Photo by Teri Shore
Picture of Teri Shore

Teri Shore

Planning Geyserville’s Future

At the suggestion of Geyserville resident and Greenbelt Alliance board member Michele Stratton, the Geyserville Planning Committee recently invited Regional Director Teri Shore to provide a review of the open space and planning policies that will inform their new community plan and help manage development pressures.

The hamlet of Geyserville is a sweet spot to make a stop when exploring the northern reaches of Sonoma County. While the downtown is only a couple of blocks long, the community spans about 190 acres of rich farmland along the Russian River.

The town, situated between Healdsburg to the south and Cloverdale to the north, is incredibly scenic, with Geyser Peak rising to the sky above vineyards that seem to go on forever. The famous geysers that generate ample clean electricity are found high on the flanks of Geyser Peak

Now, the tight-knit community of about 1,500 people is embarking on a new community plan that will help them develop a vision for the future as sprawl development pressures rise.
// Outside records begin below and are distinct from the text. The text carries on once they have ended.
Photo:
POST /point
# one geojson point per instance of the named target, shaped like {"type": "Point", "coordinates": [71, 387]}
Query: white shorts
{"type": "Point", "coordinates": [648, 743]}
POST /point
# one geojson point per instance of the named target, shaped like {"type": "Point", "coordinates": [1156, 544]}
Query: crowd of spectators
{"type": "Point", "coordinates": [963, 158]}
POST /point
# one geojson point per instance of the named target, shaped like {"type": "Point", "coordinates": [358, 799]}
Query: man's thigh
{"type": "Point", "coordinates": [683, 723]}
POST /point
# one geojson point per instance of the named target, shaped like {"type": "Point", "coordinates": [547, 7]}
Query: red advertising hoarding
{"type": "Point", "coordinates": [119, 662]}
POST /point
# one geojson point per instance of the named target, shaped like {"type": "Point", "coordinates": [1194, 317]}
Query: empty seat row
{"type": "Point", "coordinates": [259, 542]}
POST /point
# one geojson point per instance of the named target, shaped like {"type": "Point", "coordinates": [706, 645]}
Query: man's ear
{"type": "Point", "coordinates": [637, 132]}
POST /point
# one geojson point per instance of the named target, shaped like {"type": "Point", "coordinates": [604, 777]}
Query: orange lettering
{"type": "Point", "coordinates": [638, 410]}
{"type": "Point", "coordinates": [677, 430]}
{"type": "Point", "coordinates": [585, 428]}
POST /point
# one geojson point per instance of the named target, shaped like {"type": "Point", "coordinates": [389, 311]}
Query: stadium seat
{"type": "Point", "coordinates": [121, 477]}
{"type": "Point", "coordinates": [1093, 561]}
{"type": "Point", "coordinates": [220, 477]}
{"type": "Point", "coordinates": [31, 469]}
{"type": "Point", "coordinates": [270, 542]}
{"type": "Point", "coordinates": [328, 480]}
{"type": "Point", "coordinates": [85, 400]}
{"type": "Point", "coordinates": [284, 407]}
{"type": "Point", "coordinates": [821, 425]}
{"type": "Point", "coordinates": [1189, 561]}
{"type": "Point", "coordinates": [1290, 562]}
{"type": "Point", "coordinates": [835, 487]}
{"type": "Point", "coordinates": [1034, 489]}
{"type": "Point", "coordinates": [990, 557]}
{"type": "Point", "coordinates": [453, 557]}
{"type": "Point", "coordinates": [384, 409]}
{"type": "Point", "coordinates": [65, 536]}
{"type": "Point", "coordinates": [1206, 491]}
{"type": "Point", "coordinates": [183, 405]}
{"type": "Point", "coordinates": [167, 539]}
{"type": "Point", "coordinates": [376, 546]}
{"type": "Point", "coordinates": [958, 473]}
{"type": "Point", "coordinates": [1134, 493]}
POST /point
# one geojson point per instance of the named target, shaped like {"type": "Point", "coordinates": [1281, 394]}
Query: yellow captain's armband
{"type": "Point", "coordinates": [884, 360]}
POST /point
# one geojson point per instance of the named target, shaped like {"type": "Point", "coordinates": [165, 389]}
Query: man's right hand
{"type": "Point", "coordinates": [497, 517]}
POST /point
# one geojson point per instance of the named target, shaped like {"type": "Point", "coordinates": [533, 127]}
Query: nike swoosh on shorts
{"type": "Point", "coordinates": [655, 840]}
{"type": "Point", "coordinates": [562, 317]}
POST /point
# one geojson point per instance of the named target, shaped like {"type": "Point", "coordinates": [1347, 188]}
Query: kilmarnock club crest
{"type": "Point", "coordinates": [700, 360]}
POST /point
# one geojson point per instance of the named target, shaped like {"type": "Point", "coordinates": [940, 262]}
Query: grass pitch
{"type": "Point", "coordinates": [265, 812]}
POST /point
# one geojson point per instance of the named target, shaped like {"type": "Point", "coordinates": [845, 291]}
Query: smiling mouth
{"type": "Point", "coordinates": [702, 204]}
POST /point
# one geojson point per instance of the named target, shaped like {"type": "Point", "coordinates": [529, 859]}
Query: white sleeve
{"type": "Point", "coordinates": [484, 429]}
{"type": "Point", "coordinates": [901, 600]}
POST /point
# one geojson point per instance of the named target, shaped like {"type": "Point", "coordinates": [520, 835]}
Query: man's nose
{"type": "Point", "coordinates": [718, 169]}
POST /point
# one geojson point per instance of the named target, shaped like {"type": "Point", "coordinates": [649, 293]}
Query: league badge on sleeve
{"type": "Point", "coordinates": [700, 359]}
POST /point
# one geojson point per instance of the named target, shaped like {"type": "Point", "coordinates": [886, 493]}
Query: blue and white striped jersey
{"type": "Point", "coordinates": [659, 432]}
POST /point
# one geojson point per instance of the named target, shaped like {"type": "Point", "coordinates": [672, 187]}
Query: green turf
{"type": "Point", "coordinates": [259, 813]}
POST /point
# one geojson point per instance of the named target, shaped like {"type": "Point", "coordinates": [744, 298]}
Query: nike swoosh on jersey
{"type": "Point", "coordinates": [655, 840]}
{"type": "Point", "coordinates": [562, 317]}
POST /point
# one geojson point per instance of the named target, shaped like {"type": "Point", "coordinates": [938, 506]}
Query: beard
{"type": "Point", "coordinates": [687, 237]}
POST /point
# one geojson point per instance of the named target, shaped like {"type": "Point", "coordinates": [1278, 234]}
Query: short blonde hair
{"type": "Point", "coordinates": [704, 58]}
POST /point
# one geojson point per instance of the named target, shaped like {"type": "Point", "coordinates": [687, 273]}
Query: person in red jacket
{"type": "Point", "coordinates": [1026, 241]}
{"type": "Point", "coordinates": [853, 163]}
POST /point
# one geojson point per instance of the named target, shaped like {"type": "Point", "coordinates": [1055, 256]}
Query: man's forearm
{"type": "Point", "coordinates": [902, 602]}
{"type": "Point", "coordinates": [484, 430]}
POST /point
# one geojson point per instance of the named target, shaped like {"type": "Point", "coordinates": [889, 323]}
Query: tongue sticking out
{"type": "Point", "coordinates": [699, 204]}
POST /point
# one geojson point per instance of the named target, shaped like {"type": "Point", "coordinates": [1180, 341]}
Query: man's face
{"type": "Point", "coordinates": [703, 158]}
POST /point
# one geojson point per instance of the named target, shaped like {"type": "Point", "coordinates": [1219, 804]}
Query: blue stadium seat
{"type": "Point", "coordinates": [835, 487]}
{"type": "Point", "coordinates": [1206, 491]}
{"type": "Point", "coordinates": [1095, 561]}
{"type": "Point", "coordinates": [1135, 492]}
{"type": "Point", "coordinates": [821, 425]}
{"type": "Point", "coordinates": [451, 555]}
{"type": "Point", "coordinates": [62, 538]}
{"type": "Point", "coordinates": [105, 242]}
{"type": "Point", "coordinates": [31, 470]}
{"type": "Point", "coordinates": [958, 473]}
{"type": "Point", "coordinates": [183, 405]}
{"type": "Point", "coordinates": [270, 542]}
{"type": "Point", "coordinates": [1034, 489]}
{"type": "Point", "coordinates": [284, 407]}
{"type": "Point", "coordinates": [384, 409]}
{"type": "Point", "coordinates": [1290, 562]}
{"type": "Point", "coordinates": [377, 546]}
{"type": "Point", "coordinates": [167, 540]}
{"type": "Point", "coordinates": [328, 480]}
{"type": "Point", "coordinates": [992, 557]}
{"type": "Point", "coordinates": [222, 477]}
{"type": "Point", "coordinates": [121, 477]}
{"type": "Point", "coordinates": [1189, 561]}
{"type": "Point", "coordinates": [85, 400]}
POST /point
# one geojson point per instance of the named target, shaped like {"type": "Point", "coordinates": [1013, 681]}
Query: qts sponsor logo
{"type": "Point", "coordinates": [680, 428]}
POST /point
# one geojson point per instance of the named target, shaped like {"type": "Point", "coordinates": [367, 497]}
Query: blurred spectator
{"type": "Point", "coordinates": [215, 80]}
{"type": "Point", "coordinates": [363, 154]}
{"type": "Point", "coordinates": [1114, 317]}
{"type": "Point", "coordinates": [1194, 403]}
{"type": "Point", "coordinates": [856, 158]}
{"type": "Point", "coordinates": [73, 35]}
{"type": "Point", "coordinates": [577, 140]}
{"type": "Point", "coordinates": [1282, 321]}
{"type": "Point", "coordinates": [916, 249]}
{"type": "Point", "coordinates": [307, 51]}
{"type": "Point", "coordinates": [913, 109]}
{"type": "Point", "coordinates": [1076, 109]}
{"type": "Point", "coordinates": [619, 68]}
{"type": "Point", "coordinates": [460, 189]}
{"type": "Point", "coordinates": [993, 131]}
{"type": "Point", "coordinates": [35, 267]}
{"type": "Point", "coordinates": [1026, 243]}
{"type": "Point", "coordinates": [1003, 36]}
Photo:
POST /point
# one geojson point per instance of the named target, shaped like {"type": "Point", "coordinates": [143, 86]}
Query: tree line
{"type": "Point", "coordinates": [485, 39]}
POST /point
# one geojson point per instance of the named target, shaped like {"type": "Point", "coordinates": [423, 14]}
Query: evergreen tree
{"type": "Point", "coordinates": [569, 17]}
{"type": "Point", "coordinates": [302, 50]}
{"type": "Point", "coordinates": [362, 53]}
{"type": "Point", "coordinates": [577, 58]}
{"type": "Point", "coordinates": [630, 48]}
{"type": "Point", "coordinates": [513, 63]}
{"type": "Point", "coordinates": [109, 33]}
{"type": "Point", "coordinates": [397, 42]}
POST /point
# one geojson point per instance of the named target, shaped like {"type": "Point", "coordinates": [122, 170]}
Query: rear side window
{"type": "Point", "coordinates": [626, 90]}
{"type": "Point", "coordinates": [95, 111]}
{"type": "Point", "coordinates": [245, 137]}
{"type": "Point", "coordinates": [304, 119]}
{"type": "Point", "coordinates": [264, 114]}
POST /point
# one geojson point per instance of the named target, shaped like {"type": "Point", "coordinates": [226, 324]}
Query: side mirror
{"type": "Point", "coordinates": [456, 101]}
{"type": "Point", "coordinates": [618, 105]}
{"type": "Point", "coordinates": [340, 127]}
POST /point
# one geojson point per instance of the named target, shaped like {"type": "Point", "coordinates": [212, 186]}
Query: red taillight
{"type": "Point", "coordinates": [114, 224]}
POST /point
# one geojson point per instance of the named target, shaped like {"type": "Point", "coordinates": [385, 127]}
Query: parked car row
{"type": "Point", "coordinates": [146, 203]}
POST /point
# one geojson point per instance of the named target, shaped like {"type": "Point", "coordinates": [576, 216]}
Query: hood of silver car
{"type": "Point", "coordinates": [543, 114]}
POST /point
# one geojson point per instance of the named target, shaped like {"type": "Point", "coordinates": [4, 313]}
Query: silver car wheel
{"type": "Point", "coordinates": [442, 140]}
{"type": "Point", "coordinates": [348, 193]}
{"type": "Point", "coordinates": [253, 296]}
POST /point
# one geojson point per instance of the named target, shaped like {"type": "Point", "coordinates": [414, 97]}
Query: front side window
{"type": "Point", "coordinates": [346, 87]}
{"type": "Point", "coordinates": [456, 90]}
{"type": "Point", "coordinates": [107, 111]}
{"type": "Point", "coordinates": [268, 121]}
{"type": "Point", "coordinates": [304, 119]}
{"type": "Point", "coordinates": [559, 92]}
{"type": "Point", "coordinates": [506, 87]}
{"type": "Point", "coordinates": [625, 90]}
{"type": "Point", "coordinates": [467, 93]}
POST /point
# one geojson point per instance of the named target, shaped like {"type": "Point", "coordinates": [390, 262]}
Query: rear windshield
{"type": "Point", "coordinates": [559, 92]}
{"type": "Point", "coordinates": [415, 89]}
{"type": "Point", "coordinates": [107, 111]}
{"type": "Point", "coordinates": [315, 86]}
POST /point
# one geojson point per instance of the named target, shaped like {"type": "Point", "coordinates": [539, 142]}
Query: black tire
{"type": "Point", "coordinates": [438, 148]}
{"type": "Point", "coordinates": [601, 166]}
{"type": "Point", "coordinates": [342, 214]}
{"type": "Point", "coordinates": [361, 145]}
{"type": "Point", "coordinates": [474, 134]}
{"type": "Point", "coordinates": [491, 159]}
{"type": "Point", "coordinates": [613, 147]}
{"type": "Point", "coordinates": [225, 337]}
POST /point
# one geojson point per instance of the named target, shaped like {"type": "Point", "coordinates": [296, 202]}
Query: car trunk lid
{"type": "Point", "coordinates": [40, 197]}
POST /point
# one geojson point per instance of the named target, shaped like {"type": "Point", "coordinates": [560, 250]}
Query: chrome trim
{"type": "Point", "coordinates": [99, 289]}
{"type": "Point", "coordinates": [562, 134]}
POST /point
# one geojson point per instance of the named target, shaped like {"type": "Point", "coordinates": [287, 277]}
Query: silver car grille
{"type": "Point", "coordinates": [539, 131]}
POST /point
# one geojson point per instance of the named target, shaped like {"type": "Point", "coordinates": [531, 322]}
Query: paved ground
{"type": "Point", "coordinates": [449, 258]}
The Geyserville Planning Committee, which has a long history as an independent body, is elected by residents at their annual meeting, held most recently on April 24, 2018.

Its mission is to to facilitate communication between county officials and local residents, businesses, and the general public on local planning and land use decisions affecting the unincorporated Town of Geyserville.

New community separators were established all around Geyserville in 2016, protecting adjacent farm lands from intense development. The surrounding lands are important for wildlife and plant habitat, drinking water, and groundwater, according to the Bay Area Greenprint Tool.

Even so, about 100 acres of open space within two miles of town are at high or medium risk of development. For example, a proposal for a new gas station and fast food outlets on undeveloped natural land along the highway at the edge of town was recently halted due to residents’ concerns about spoiling the rural character of the area.

To prevent such conflicts, the Geyserville Planning Committee plans to map out what types of residences, businesses and services the residents want to attract. They are on track to complete the community plan in time to incorporate it into the update of the Sonoma County General Plan, expected to get going next year.